To establish an orthotopic mouse model of HCC, HCC Hepa1-6 cells were injected into the left liver lobes of mice. As demonstrated in Fig. 1A, the mice developed internal liver tumors. Subsequently, the antitumor effects of osthole on an orthotopic mouse model of HCC were studied throughout different stages of tumor growth. On days 8 and 13 after the establishment of tumor xenografts (via programmes A and B, respectively), the mice were treated intraperitoneally with osthole at 61, 122 and 244 mg/kg for 2 weeks, with corn oil treatment as the model control and cisplatin treatment (5 mg/kg) as the positive control. The mean tumor weight of programme A mice in the model control group was 220.60±19.05 mg, and of programme B mice was 2,390.80±232.57 mg. Compared with the model control group, the osthole treatment groups (61, 122 and 244 mg/kg) exhibited significantly suppressed tumor growth (P<0.01); the tumor inhibition rates of osthole at 61, 122 and 244 mg/kg were 27.02, 45.24 and 68.09%, respectively, in the programme A mice, and 21.58, 50.31 and 59.21%, respectively, in the programme B mice (Fig. 1A). These results demonstrated that osthole inhibited tumor growth in orthotopic HCC-bearing mice.
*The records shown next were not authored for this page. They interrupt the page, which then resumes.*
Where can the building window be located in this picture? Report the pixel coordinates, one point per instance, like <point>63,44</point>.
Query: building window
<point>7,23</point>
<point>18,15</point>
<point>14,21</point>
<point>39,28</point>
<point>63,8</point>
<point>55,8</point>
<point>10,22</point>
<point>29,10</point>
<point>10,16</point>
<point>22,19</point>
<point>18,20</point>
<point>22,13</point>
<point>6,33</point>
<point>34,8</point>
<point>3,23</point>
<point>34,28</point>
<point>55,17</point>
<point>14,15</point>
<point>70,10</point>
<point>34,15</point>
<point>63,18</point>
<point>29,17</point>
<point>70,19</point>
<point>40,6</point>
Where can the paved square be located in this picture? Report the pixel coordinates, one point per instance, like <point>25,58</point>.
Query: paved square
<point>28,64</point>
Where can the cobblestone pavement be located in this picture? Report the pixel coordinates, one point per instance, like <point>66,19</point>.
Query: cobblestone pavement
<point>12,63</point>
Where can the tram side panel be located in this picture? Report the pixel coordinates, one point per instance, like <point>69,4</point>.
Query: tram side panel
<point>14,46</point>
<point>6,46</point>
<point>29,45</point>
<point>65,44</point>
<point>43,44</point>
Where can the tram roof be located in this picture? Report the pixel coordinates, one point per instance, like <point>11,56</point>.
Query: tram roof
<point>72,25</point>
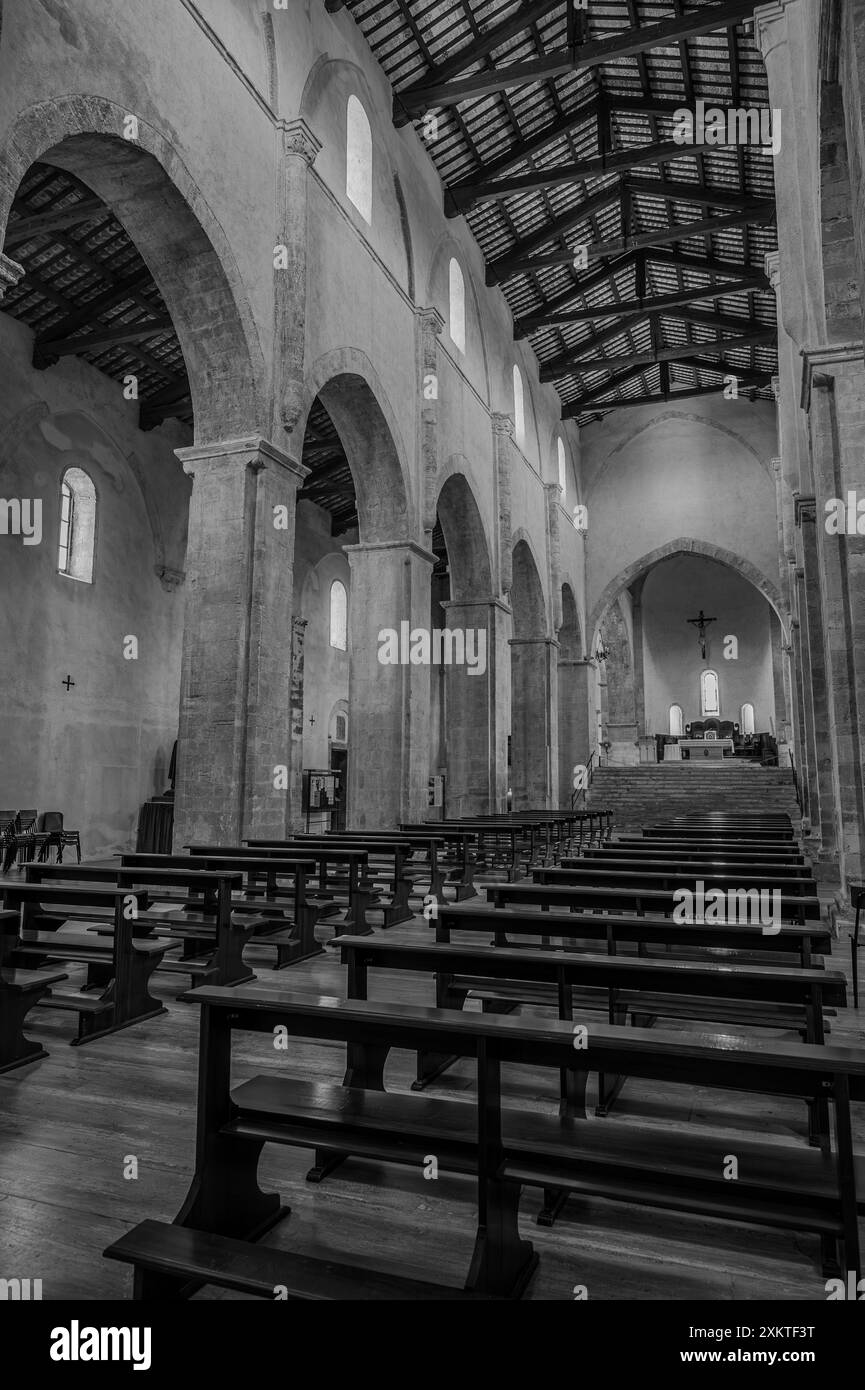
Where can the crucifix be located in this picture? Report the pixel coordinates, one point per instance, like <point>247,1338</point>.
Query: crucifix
<point>701,623</point>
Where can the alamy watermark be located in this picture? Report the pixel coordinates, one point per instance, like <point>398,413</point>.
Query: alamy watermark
<point>434,647</point>
<point>21,516</point>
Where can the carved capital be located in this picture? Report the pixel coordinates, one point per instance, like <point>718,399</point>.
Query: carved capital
<point>299,141</point>
<point>168,578</point>
<point>10,273</point>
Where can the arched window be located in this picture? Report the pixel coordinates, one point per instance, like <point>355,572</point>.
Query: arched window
<point>519,410</point>
<point>562,471</point>
<point>709,698</point>
<point>338,616</point>
<point>458,306</point>
<point>359,160</point>
<point>77,526</point>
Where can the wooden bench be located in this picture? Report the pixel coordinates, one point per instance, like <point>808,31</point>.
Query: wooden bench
<point>504,1151</point>
<point>392,876</point>
<point>118,965</point>
<point>20,990</point>
<point>284,916</point>
<point>342,875</point>
<point>803,943</point>
<point>794,908</point>
<point>212,936</point>
<point>679,876</point>
<point>757,995</point>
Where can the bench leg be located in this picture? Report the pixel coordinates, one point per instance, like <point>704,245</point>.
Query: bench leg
<point>17,1050</point>
<point>224,1197</point>
<point>502,1264</point>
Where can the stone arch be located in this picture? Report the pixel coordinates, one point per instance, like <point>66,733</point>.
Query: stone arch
<point>570,638</point>
<point>466,540</point>
<point>526,591</point>
<point>152,193</point>
<point>349,389</point>
<point>687,545</point>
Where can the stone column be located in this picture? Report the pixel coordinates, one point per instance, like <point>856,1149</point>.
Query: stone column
<point>833,396</point>
<point>817,701</point>
<point>479,715</point>
<point>575,738</point>
<point>296,153</point>
<point>502,451</point>
<point>430,325</point>
<point>390,704</point>
<point>534,758</point>
<point>234,745</point>
<point>296,724</point>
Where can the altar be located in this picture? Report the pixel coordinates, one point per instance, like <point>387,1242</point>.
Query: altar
<point>701,749</point>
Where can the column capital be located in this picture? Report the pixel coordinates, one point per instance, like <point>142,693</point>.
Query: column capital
<point>10,273</point>
<point>369,546</point>
<point>768,29</point>
<point>431,320</point>
<point>298,139</point>
<point>822,360</point>
<point>805,510</point>
<point>251,452</point>
<point>772,268</point>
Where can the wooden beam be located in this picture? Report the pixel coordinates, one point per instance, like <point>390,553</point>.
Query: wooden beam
<point>470,193</point>
<point>435,92</point>
<point>502,267</point>
<point>682,192</point>
<point>53,348</point>
<point>648,359</point>
<point>480,47</point>
<point>657,305</point>
<point>577,407</point>
<point>24,228</point>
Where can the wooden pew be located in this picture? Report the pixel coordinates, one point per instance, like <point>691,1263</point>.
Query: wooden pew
<point>20,990</point>
<point>773,997</point>
<point>212,941</point>
<point>118,966</point>
<point>456,855</point>
<point>285,916</point>
<point>803,943</point>
<point>682,876</point>
<point>630,856</point>
<point>398,849</point>
<point>783,852</point>
<point>794,906</point>
<point>341,872</point>
<point>501,1151</point>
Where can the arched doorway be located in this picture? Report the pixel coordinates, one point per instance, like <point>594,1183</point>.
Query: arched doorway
<point>473,731</point>
<point>355,505</point>
<point>533,688</point>
<point>139,344</point>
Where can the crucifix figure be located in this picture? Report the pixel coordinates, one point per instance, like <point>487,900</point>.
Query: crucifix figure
<point>701,623</point>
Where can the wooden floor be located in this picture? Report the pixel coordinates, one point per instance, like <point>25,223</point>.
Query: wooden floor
<point>71,1123</point>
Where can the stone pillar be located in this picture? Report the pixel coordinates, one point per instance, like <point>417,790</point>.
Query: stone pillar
<point>296,152</point>
<point>534,758</point>
<point>479,715</point>
<point>575,738</point>
<point>234,745</point>
<point>817,701</point>
<point>390,704</point>
<point>502,451</point>
<point>833,396</point>
<point>430,325</point>
<point>295,799</point>
<point>10,273</point>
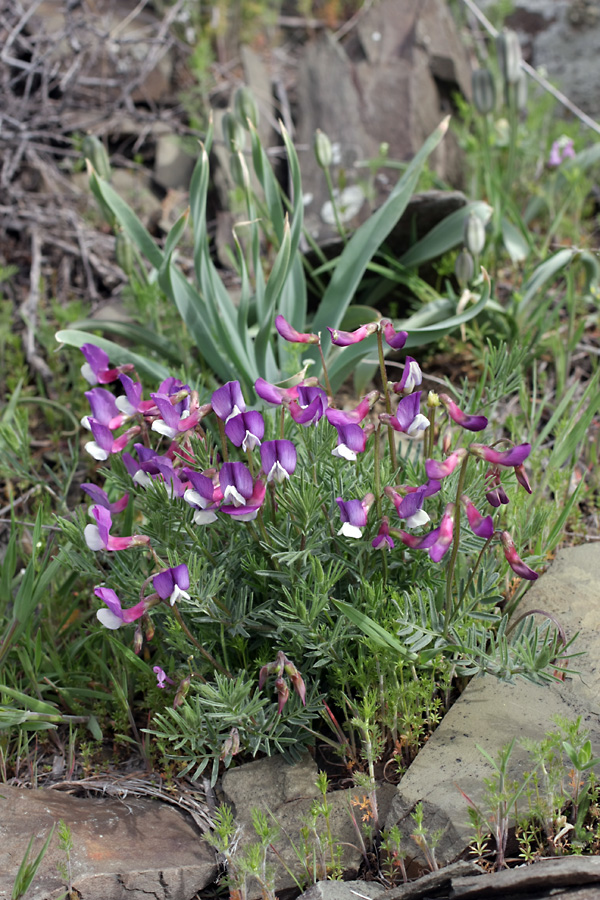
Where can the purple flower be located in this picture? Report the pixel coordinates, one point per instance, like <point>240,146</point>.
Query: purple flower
<point>412,377</point>
<point>395,339</point>
<point>309,406</point>
<point>274,394</point>
<point>241,497</point>
<point>353,514</point>
<point>202,496</point>
<point>482,526</point>
<point>162,679</point>
<point>174,417</point>
<point>278,460</point>
<point>471,423</point>
<point>104,409</point>
<point>228,401</point>
<point>96,369</point>
<point>115,615</point>
<point>98,536</point>
<point>104,443</point>
<point>100,498</point>
<point>290,334</point>
<point>436,469</point>
<point>171,584</point>
<point>410,506</point>
<point>408,418</point>
<point>514,560</point>
<point>352,416</point>
<point>245,430</point>
<point>561,149</point>
<point>131,401</point>
<point>345,338</point>
<point>352,439</point>
<point>513,457</point>
<point>495,493</point>
<point>383,539</point>
<point>438,541</point>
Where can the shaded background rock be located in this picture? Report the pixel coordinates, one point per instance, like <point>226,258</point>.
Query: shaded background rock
<point>130,848</point>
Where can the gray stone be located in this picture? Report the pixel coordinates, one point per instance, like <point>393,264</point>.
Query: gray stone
<point>343,890</point>
<point>491,712</point>
<point>129,849</point>
<point>287,792</point>
<point>381,85</point>
<point>563,38</point>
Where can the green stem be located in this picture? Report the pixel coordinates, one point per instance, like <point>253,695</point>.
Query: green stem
<point>338,223</point>
<point>455,545</point>
<point>199,646</point>
<point>388,402</point>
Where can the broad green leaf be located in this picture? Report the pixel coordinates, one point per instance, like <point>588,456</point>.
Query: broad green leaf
<point>367,239</point>
<point>514,242</point>
<point>133,332</point>
<point>444,236</point>
<point>118,355</point>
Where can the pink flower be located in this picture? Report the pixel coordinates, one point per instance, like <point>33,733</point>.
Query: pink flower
<point>514,560</point>
<point>345,338</point>
<point>98,536</point>
<point>290,334</point>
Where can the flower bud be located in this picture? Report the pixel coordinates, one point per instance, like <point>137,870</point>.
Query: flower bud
<point>484,91</point>
<point>239,171</point>
<point>474,234</point>
<point>234,133</point>
<point>323,149</point>
<point>464,267</point>
<point>245,106</point>
<point>508,49</point>
<point>95,151</point>
<point>124,253</point>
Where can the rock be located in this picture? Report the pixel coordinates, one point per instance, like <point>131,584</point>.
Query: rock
<point>389,82</point>
<point>129,849</point>
<point>287,792</point>
<point>562,37</point>
<point>491,712</point>
<point>173,164</point>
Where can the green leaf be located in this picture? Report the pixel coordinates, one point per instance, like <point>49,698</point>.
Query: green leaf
<point>516,245</point>
<point>446,235</point>
<point>118,355</point>
<point>368,238</point>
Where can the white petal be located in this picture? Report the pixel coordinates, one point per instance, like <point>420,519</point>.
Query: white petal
<point>92,537</point>
<point>108,619</point>
<point>204,517</point>
<point>163,428</point>
<point>88,373</point>
<point>418,424</point>
<point>344,452</point>
<point>94,450</point>
<point>419,518</point>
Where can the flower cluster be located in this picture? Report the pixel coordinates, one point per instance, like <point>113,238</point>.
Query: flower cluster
<point>395,514</point>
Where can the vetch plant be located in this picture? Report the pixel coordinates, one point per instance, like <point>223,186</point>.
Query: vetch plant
<point>253,542</point>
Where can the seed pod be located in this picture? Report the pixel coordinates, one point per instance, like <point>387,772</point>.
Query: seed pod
<point>484,91</point>
<point>464,267</point>
<point>234,133</point>
<point>245,106</point>
<point>508,49</point>
<point>124,253</point>
<point>323,149</point>
<point>239,171</point>
<point>474,234</point>
<point>95,151</point>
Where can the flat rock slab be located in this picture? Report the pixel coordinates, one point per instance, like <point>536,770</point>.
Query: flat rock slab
<point>491,713</point>
<point>288,792</point>
<point>130,849</point>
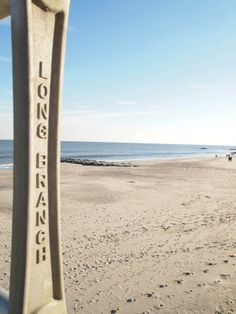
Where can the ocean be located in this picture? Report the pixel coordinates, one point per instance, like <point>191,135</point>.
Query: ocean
<point>119,151</point>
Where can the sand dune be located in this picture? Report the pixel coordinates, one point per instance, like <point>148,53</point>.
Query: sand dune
<point>158,238</point>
Figure 1. Osthole suppresses tumor growth in orthotopic HCC-bearing mice. (A) A total of 2×106 Hepa1-6 cells were injected into the left liver lobes of C57/BL6 mice (arrow). (B) Tumor weights of the C57/BL6 mice inoculated with Hepa1-6 cells and treated with osthole 14 days. The tumor inhibition rate of osthole was calculated. The (C) body weights, (D) spleen weights and (E) thymus weights of the C57/BL6 mice inoculated with Hepa1-6 cells were weighed on day 14. Each data point represents the mean ± standard error of the mean of 8 mice. **P<0.01, compared with the model control group; ##P<0.01, compared with programme B model control group.

Additionally, in the present study, cisplatin treatment decreased body, thymus and spleen weight in orthotopic HCC-bearing mice (P<0.01), whereas treatment with osthole had no effect on body, thymus and spleen weight in the mice (Fig. 1B-D). This indicated that osthole exerted no apparent toxicity in the orthotopic HCC-bearing mice, which was similar to the model treatment.

Osthole suppresses angiogenesis in the tumor tissues of orthotopic HCC-bearing mice

Based on the antitumor effect of osthole, the effect of osthole on angiogenesis in tumor tissue was subsequently determined. Programmes A and B were used to investigate the effects of osthole on the different stages of blood vessel development in the process of tumor growth. IHC for CD34 expression was performed on tumor tissue specimens. Compared with the model control group, MVD in the HCC tissues of the osthole treatment groups was significantly decreased (P<0.05 and P<0.01; Fig. 2A and B). Furthermore, MVD in HCC tissues was increased during the progression of tumor growth, and MVD was correlated with tumor weight (r=0.6314, P<0.01; Fig. 2C). These data suggested that osthole suppressed angiogenesis in the tumor tissues of orthotopic HCC-bearing mice.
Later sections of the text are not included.